Letter to the Editor
It was with interest and more than a little déjà vu that I read Dr. Graham Walker's article on Dr. Alexis LaPietra's efforts to reduce the use of opioids in her emergency department. (“Managing Pain without Opiates or the Pain Scale,” EMN 2017;39:24; http://bit.ly/2j4yvXW.) Dr. LaPietra's very admirable program appears to consist of using opioids liberally for people in acute pain, but avoiding or limiting their use whenever possible, especially for chronic conditions.
Ironically, this was the way we were taught to use opioids when I trained in the 1970s. This was before we “learned” that pain was a vital sign, that opioids were the only treatment, and that things like addiction and dependency were nonexistent or unimportant. These assertions were supported by uncritical acceptance of flimsy science that was made legitimate by repetition and the failure to resist pressure from zealots and the regulatory bodies they came to influence.
This may sound like nostalgia, but I bring it up because much of the current debate on opioids is characterized by the same type of hype and groupthink that got us into this situation in the first place. Now, we are hearing that opioids are “ineffective,” uniquely dangerous, and inappropriate under virtually all circumstances, and that these drugs can simply be eliminated from our practices or withheld from individual patients without serious consequences.
The slogan, “Vicodin is oral heroin,” has been adopted by the popular press in my locale as revealed truth.
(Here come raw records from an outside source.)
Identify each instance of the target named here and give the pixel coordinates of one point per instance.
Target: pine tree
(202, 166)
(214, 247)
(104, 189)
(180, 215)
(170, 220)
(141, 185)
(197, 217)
Recent articles in the academic literature and popular press imply that any exposure to opioids leads inevitably to addiction, abuse, and overdose. Challenges to this conclusion — based on methodological issues and common experience — tend to be brushed off as pro-opioid heresy.
I applaud the efforts of Dr. LaPietra and her colleagues to re-establish a responsible approach to opioid use, which appears to be evidence-based and judicious while recognizing the complexities of a world in which one treatment is not appropriate for all. If this requires a special program, so be it. In my view, this is simply good, conscientious medical practice. I hope that in the future we can resist the pressure to practice medicine based on public advocacy and soundbite science, and return to a single criterion for the use of opioids or indeed any medical intervention: Is this in the best interest of the patient?